= Polish landed gentry =

Historical social class

Polish landed gentry (ziemiaństwo, ziemianie, singular: zemianin, from ziemia, "land") was a social group or class of hereditary landowners who held manorial estates. Historically, ziemianie consisted of hereditary nobles (szlachta) and landed commoners (kmiecie; Latin: cmethones). The Statutes of Piotrków (1496) restricted the right to hold manorial lordships to hereditary nobility. The non-nobles thus had to either sell their estates to the lords or seek a formal ennoblement for themselves (not an easy task), or had their property taken away. A rare exception was the burgesses of certain specially privileged "ennobled" royal cities who were titled "nobilis" and were allowed to buy and inherit manorial estates and exercise their privileges (such as jurisdiction over their subjects) and monopolies (over distilleries, hunting grounds, etc.). Therefore, in the szlachta-dominated Polish–Lithuanian Commonwealth there was almost no landed gentry in the English meaning of the term, i.e. commoners who owned landed estates. (However, this is merely a matter of semantics; the gentry of England were roughly equivalent to lower nobility of other countries.) With the Partitions these restrictions were loosened and finally any commoner could buy or inherit land. This made the 20th-century Polish landed gentry consist mostly of hereditary nobles, but also of others.

They were the lesser members of the szlachta, contrasting with the much smaller but more powerful group of "magnate" families (sing. magnat, plural magnaci in Polish), see "Magnates of Poland and Lithuania". Compared to the situation in England and some other parts of Europe, these two parts of the overall "nobility" to a large extent operated as different classes, and were often in conflict. After the Partitions of Poland, at least in the stereotypes of 19th-century nationalist lore, the magnates often made themselves at home in the capitals and courts of the partitioning powers, while the gentry remained on their estates, keeping the national culture alive (for a preserved, non-magnate example, see Dąbrowski Manor in Michałowice).

==20th century==
Although the March Constitution of Poland (1921) abolished the legal class of hereditary nobility, szlachta or ziemiaństwo was informally recognized and remained an economic and social reality as well as a politically influential group, to a degree greater than hereditary nobility in European countries with more highly developed capitalism (and the remnants of feudalism mostly gone).

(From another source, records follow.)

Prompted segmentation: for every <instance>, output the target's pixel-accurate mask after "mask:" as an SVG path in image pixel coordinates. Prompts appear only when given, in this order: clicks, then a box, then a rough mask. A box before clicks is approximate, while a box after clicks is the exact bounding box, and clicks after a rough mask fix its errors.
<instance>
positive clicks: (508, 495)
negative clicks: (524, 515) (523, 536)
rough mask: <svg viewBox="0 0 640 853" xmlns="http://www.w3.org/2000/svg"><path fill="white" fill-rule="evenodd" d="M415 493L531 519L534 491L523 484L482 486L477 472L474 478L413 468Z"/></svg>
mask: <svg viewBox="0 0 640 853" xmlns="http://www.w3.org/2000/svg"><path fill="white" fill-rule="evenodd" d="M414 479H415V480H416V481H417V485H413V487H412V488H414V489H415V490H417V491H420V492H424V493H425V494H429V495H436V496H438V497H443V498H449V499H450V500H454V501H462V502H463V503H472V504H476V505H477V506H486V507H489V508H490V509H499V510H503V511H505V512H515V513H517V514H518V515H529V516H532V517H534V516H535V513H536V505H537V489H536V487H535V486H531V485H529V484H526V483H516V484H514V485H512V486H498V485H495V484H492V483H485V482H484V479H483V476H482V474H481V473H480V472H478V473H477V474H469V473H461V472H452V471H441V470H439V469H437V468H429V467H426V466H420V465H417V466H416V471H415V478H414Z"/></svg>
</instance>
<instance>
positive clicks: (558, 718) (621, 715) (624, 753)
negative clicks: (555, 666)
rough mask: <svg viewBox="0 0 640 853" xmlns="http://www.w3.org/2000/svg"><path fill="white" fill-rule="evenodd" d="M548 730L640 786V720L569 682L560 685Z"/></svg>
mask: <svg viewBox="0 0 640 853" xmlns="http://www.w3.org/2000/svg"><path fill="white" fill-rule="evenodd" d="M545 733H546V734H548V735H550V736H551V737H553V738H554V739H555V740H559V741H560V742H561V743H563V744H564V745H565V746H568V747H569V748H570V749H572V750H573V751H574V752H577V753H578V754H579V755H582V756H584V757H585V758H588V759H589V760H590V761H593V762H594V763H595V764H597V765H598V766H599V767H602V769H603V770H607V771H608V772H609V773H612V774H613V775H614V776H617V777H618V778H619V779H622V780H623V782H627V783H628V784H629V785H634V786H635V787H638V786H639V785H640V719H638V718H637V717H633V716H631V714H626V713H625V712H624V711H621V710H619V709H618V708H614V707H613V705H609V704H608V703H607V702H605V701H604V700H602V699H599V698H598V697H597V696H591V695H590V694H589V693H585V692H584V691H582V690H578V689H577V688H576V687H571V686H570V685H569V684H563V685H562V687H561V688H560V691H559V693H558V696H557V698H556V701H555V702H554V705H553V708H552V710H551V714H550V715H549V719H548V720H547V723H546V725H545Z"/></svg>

At the end of World War II, because of the Polish Land Reform Act passed in 1944 by the Polish Committee of National Liberation, landed gentry with larger estates was dispossessed and eliminated as a social group. Many land-owning families were eliminated or had their estates confiscated by the Germans or Soviets, earlier during the war.

With the liquidation of the Polish People's Republic (1989), the descendants of Polish landed gentry became politically active, struggling for (and often succeeding in) restoration of land ownership or at least compensation. Attempts to delegitimize the land reform of 1944 have also been made.